Showing posts with label academies. Show all posts
Showing posts with label academies. Show all posts

Friday, March 11, 2016

Cameron's cannon fodder aims to get 'em young

Cadets in schools. First mooted during Gove's tenure at DfE and now the focus of a wodge of cash to enable state schools and academies to get their pupils into uniform and learn some discipline. Just think, the young learning how to wear a decent suit (khaki, navy or air-force blue), do up their ties and sing the national anthem - oh, and how to shoot straight should they come across some goddam liberal pinko surrender-monkeys. I can think of a many more worthwhile places where that cash could go, and none of them involve indoctrinating the young.

Thursday, March 10, 2016

Academies can be as bad as LEAs - would've thought it?

Wilshaw's criticisms of multi-academy groups - and the pay awarded to senior management - highlight the danger of weakening public control over education. The government obsession in breaking local government control over schools is shown to be based on ideological, as opposed to educational grounds. The current crop of academy leaders, while doubtless keen to justify their salaries, are drawn from the ranks of teachers who have proved adept at climbing the greasy pole of school management and, as such, highly adept at 'talking the talk'; which in educational terms is another language to that of the everyday life of the classroom. Good teachers have to learn to swim in this pool of 'talent', the alternative being to remain in the classroom - promotion is predicated on management. And this is where Wilshaw is now aiming his axe. However, this is the very pool that Wilshaw - a former academy head, came from. Taking aim at his former colleagues and irritating the Tories, will probably only hasten his replacement by an American import.

Thursday, July 03, 2014

Ofsted inadequate

Son's school has just had an Ofsted inspection that shows - achieving academy status AND opening a 'free school' FE vocational centre notwithstanding - that it's gone from a 'good' community high school to being so inadequate, across all four inspected areas, as to be placed in special measures.
All this decay took place against a veritable deluge of supposed good news stories pumped put at regular intervals via email and paid for mailshots. Strange, then, that notification of the Ofsted inspection was by way of a letter handed to pupils to bring home. Being suspicious by nature, I now wonder if they hoped to ameliorate the potential flow of bad news to the inspectors by using the least reliable method: after all, the Ofsted report itself mentions the low number of parental submissions. There's a parents' forum taking place in an hour, where I'm really hoping that serious questions will be answered, particularly regarding the findings of inadequate teaching in KS3 and 4 and the inadequate finding for pupil behaviour and safeguarding. But then again, perhaps I shouldn't expect too much, after all, in the (mailed) letter inviting us to the 'forum', the headteacher assures how keen they are to embark on their 'improvement journey'. From Michael Gove preserve us...

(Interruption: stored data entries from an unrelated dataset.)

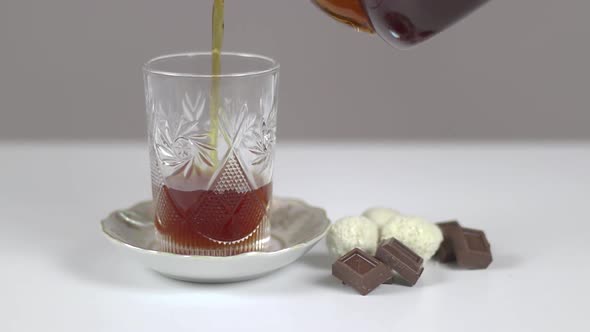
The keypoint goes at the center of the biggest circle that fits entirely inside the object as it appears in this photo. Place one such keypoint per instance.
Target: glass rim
(148, 67)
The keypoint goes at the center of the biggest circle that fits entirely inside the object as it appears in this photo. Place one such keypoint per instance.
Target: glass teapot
(401, 23)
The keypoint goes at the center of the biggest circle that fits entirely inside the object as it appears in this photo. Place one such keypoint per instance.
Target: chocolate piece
(401, 259)
(361, 271)
(446, 252)
(472, 249)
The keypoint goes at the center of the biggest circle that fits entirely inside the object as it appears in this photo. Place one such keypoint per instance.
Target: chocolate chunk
(361, 271)
(446, 253)
(472, 249)
(401, 259)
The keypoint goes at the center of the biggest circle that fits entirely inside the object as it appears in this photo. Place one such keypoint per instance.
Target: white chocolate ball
(423, 237)
(380, 215)
(352, 232)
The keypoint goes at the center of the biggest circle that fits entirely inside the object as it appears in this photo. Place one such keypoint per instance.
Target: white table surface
(60, 274)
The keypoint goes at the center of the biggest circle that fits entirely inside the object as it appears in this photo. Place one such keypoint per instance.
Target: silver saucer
(295, 228)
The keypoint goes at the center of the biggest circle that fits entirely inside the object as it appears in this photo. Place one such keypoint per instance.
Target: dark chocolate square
(446, 252)
(361, 271)
(472, 249)
(401, 259)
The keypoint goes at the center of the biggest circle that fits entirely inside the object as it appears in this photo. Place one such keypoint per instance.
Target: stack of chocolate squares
(393, 261)
(396, 263)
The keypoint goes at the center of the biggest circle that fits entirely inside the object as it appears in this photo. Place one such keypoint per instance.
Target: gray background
(517, 69)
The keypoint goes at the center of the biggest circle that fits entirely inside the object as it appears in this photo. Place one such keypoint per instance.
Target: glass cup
(211, 142)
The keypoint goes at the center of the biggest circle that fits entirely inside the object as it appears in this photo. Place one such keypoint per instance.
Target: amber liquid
(229, 219)
(214, 223)
(401, 23)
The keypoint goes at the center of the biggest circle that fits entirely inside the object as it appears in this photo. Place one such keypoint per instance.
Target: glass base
(259, 240)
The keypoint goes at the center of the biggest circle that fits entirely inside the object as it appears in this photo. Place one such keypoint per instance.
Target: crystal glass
(211, 141)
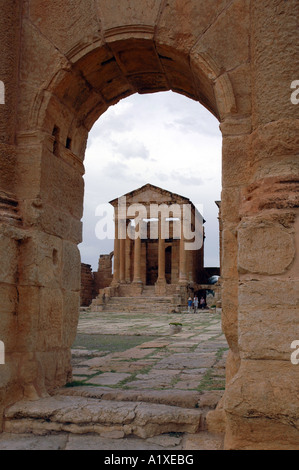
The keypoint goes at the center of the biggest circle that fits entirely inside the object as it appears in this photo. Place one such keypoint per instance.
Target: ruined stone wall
(103, 276)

Forum update: Some very interesting questions about lack of quality homework - this is an area that the school has previously said senior management (SMT) were going to tighten up on, but nothing happened. Some parents also very scathing about internal organisation of recent Yr 10 mock exams. The new head did admit, in response to one of my questions, that attaining academy status had not worked for them. Seems to be more a case of being distracted by the 'freedom' of being run by the DoE, as opposed to answerable and accountable to the LEA, that they failed to consider the developments being made by other comparable schools in the locality. She even went so far as to admit that there had been no proper benchmarking undertaken for the best part of two years, so that the SMT were essentially 'flying blind' but happy to do so, given the nice warm feeling of being in charge of their own school and the new FE centre. All crashed down around them now. Gove not such a good replacement LEA after all. Not to worry - it's only our children's futures they're working with.

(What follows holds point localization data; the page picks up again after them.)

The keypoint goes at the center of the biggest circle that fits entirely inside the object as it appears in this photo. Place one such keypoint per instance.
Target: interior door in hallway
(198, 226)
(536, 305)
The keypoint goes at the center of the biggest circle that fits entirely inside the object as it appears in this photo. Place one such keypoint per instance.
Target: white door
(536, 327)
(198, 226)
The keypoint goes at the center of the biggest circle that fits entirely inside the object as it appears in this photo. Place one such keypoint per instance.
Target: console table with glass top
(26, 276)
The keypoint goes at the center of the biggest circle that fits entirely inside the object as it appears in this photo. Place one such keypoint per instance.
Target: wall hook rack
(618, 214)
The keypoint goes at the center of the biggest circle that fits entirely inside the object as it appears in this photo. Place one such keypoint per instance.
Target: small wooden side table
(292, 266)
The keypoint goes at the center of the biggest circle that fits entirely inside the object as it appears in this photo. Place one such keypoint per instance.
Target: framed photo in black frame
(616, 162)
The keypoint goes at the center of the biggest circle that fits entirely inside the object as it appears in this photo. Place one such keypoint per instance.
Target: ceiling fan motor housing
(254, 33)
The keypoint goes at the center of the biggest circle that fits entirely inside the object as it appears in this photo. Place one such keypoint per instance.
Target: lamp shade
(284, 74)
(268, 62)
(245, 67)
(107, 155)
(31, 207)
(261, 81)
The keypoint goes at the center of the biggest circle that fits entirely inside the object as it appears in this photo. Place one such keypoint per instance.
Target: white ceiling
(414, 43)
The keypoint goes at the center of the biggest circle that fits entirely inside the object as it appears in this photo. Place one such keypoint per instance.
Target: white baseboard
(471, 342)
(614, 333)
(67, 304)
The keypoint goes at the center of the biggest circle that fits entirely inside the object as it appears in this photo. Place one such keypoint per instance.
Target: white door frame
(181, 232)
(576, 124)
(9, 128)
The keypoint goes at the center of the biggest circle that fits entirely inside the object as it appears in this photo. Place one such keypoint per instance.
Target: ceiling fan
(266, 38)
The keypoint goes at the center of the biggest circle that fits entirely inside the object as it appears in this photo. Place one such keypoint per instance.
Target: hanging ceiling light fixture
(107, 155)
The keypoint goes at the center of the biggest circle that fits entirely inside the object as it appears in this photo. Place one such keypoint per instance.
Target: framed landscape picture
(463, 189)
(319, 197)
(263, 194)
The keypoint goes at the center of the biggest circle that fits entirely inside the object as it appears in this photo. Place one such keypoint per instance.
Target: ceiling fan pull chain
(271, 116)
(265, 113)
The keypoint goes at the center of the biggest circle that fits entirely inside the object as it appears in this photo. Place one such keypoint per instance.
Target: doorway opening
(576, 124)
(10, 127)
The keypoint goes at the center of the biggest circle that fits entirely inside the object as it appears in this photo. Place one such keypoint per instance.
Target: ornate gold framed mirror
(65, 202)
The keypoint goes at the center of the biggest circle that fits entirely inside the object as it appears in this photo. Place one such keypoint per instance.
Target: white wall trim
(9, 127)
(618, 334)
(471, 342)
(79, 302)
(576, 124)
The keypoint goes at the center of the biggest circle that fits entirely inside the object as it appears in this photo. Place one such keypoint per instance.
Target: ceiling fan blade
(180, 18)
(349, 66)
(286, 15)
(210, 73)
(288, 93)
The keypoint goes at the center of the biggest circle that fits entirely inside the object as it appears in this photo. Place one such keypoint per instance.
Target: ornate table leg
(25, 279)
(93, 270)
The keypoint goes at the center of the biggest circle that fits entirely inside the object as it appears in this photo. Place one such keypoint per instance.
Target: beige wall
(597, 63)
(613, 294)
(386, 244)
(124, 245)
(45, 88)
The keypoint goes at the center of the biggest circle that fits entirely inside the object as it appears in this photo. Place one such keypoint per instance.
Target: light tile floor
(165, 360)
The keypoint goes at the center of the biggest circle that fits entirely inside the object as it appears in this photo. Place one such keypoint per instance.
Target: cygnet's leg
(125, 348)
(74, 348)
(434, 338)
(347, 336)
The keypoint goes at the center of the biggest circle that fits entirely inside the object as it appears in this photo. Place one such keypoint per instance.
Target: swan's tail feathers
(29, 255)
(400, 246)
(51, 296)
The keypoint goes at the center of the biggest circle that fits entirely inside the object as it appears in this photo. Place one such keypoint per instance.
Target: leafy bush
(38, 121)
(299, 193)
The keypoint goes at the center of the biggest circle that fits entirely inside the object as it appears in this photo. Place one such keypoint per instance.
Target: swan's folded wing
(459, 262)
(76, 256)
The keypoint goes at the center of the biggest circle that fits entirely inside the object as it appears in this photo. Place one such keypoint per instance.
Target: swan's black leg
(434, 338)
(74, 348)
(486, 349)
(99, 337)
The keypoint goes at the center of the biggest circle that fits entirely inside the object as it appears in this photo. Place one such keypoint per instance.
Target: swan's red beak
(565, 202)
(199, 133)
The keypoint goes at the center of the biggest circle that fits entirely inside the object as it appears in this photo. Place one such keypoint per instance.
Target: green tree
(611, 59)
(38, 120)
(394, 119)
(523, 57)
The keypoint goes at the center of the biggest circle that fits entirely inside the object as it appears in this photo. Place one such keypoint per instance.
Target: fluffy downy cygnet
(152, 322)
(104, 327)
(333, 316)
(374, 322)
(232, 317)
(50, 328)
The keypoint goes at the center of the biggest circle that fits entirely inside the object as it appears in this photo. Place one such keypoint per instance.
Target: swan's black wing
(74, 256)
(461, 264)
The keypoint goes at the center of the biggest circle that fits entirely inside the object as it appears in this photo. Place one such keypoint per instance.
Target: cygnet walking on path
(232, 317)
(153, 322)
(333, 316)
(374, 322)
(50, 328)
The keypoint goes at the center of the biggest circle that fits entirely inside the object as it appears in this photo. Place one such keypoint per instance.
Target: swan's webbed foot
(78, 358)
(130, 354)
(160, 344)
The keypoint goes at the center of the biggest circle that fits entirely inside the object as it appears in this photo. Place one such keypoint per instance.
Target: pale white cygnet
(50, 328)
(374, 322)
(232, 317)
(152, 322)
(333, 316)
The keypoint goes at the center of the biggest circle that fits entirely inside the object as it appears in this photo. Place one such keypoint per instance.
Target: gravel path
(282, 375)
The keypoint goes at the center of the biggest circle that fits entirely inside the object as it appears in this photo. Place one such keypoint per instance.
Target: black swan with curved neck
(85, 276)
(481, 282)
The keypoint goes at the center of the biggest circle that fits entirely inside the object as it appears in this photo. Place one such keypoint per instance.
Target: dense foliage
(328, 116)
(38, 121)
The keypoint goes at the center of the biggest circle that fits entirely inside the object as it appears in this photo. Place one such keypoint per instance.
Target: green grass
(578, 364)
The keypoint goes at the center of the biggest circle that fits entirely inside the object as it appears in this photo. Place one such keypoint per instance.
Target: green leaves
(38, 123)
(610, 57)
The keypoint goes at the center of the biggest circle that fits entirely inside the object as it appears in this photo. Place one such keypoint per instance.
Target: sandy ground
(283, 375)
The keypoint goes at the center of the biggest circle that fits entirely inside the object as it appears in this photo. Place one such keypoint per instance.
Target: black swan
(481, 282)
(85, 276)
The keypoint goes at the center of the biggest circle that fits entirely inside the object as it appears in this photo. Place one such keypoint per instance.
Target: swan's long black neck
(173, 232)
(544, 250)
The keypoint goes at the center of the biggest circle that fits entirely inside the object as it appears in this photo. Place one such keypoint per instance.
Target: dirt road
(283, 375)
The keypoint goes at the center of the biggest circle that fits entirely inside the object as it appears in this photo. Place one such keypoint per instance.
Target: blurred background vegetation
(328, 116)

Wednesday, November 06, 2013

High school is just so exciting

Or so it seems at the Sports College Academy my eldest son attends. After gaining academy status a couple of years ago, the establishment seems to have appointed a large number of head teachers - each with a different job title. Makes you wonder how they managed with just a head and a sprinkling of deputies in days of yore; or whether the new appointments have all the gravitas of McDonald's employees stars - though I suspect with far better remuneration... One role of the new breed of head is to appear unaccountably excited and enthusiastic about the most mundane changes. A couple of months ago, the 'executive head' (formerly headteacher) wrote a letter that suggested pleasure of almost orgiastic proportions at a new reception desk and improved WiFi. Calm down, dear was my response. But now another head has written of her 'excitement' at the latest drivel from Gove's DoE surrounding curriculum changes. Given the response from others in the profession, her heightened state is somewhat misplaced - a feeling added to by her subsequent admission that she doesn't yet know the full extent of Gove's proposals. She signs of her bewildering - but excited! - epistle with the hackneyed phrase: "With challenge comes opportunity", to which I can only add "and with bullshit comes suspicion...".